In fertile men in our sample, ejaculate corresponds to the diagnosis «normozoospermia» according to WHO-2010 [4] only in 70% of cases. Since the surveyed group of fertile men is quite large – 365 people, and the fact that we took into account pregnancies that have occurred in the last 3 months, the data obtained, in our opinion, allow us to raise the question of introducing regional reference values for characterizing the sperm of fertile men in the Russian population. Regional differences in ejaculate rates in fertile men have been reported by the compilers of the WHO Semen Research Guidelines and recommended that laboratories implement their own reference ranges calculated using the methods described in this guide [4]. In particular, from the data presented in the article, it follows that the range of 20–188 mln / ml should be considered the normal concentration for the Russian population, and values less than 5 mln / ml are “outliers”, ie. not typical for fertile men. For progressively motile spermatozoa, the range of 23–66% should be considered normal, and less than 13% as “falling out”. For the result of the MAR-IgG test, the picture looks a little different: the upper 95%-percentile is 42%, and all values above 10% are “outliers”. There are certain differences in comparison with the reference values of the WHO Guidelines [4] and for other indicators of ejaculate.
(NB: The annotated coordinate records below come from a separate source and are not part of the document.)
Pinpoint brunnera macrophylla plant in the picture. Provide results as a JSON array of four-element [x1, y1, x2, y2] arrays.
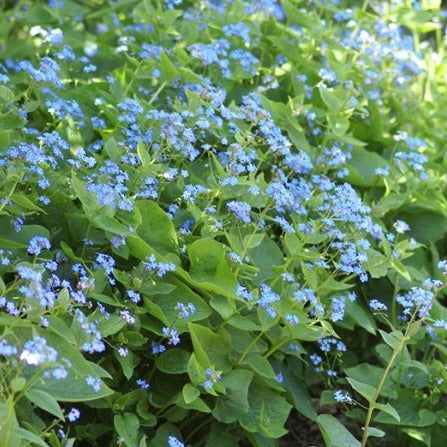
[[0, 0, 447, 447]]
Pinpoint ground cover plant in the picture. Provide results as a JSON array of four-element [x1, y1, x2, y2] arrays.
[[0, 0, 447, 447]]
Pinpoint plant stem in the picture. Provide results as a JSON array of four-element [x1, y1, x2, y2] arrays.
[[361, 336, 408, 447]]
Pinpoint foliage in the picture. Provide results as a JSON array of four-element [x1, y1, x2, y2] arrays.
[[0, 0, 447, 447]]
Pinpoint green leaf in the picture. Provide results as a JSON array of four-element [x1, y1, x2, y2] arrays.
[[155, 348, 191, 374], [379, 329, 403, 349], [318, 414, 360, 447], [239, 382, 292, 438], [213, 369, 253, 424], [347, 147, 388, 186], [160, 51, 177, 82], [301, 262, 319, 290], [115, 351, 135, 380], [113, 413, 140, 447], [13, 328, 113, 402], [188, 323, 231, 373], [346, 377, 376, 402], [11, 427, 49, 447], [243, 354, 276, 380], [25, 388, 64, 419], [375, 403, 400, 422], [135, 200, 178, 255], [228, 315, 261, 332], [182, 383, 200, 404], [188, 239, 237, 296], [319, 86, 343, 115]]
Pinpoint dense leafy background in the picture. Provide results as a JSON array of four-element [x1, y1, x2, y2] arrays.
[[0, 0, 447, 447]]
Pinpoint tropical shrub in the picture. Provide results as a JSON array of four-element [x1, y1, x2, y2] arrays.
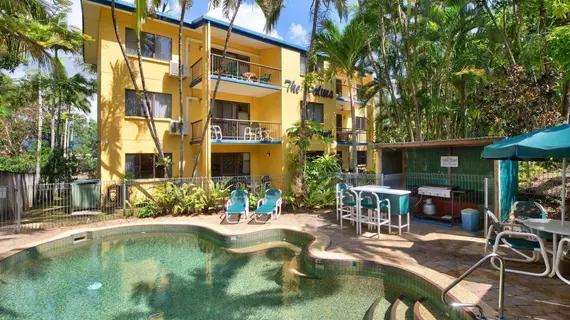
[[136, 201, 160, 218], [204, 179, 231, 211], [172, 183, 206, 215]]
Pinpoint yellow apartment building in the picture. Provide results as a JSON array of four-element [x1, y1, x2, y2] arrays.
[[82, 0, 374, 180]]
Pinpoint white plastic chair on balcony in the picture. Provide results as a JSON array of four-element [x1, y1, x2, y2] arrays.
[[243, 127, 259, 140], [485, 210, 550, 277], [555, 238, 570, 285], [212, 125, 223, 140]]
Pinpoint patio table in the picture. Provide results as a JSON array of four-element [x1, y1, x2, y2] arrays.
[[522, 219, 570, 278]]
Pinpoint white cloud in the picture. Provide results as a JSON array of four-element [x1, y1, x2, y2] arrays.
[[287, 23, 308, 45], [206, 3, 283, 39]]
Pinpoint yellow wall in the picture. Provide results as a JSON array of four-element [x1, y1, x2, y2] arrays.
[[91, 6, 374, 180]]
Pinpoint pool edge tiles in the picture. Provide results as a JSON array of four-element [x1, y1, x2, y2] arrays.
[[0, 223, 475, 319]]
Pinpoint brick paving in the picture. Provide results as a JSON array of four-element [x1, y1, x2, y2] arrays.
[[0, 212, 570, 320]]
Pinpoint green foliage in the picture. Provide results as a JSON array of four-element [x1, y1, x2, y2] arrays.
[[283, 155, 341, 210], [152, 182, 178, 214], [136, 201, 160, 218], [287, 121, 333, 150], [172, 183, 206, 215], [548, 25, 570, 79], [204, 179, 230, 211], [41, 149, 77, 183]]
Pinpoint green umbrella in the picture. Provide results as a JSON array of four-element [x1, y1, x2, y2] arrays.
[[481, 123, 570, 226]]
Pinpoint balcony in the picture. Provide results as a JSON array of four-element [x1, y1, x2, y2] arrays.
[[336, 128, 368, 145], [190, 54, 281, 97], [191, 118, 281, 144]]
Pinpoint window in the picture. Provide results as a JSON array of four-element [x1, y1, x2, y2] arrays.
[[126, 28, 172, 61], [356, 84, 362, 100], [125, 89, 172, 118], [336, 79, 342, 97], [356, 117, 368, 130], [299, 54, 324, 74], [306, 150, 325, 160], [211, 48, 250, 76], [212, 152, 250, 177], [125, 153, 172, 179], [299, 54, 307, 74], [356, 151, 366, 165], [301, 101, 325, 123]]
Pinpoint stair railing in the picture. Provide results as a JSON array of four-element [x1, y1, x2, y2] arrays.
[[441, 253, 505, 320]]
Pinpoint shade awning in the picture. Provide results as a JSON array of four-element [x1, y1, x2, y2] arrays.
[[481, 124, 570, 160]]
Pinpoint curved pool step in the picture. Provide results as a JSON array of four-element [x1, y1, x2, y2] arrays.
[[414, 298, 449, 320], [362, 297, 390, 320], [390, 295, 414, 320], [289, 268, 321, 280]]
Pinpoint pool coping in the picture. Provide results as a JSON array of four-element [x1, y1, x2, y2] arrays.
[[0, 220, 497, 319]]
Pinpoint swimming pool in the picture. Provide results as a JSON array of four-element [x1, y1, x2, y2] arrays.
[[0, 226, 462, 319]]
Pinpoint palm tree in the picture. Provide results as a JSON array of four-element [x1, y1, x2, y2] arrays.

It should be noted that the assessment of sperm morphology is really controversial today, depending not only on the research methods (color, number of counted visual fields, personnel qualifications), but also on the use of one or another classification, in particular, work on «strict» or «liberal”criteria [28, 29]. Our data confirm the point of view of those authors [29] who believe that the assessment of the morphology of spermatozoa with standard staining does not allow differentiating samples into fertile and sterile. According to our data, there were no significant differences in the percentage of pathological forms between the groups of fertile and subfertile men, and the range of “captive values” in the fertile group, like in subfertile men, reaches 100%. Obviously, the decrease in fertility is associated not with external defects in the structure of spermatozoa, but with their functional impairments, which can occur both in teratozoospermia and in normal morphology.

Perhaps, for clinical practice, it is rational to divide the results not only into “normal” and “pathological”, but give a space to a “gray zone” concept that characterizes subfertile patients [28]. We propose that going beyond the 5%–95% percentile range should be considered a significant risk factor for reduced fertility and is defined by the term “subfertility”, beyond the “outliers” by the term “male infertility”. Refinement of such regional criteria requires the continuation of large-scale multicenter studies in this direction with internal and external quality control of laboratory tests.

It should also be accepted that the concept of «fertile man», i.e. a man who gets his female partner pregnant, is not identical to the concept of a “healthy man” in the reproductive sense, since up to 40% of pregnancies terminate early due to poor sperm quality and associated fetal developmental disorders [16–18].

Conclusion

In more than 2/3 cases, the decrease in male fertility is due not to a small number of spermatozoa, but to their functional disorders: OS, chromatin damage, AR, ASA disorders. The data on regional features of the range of reference values of fertile men were obtained. Laboratory criteria for the use of the terms «subfertility» and «male infertility» were proposed. An algorithm for managing patients with various sperm conditions in specialized institutions of the third level is proposed (Fig. 4).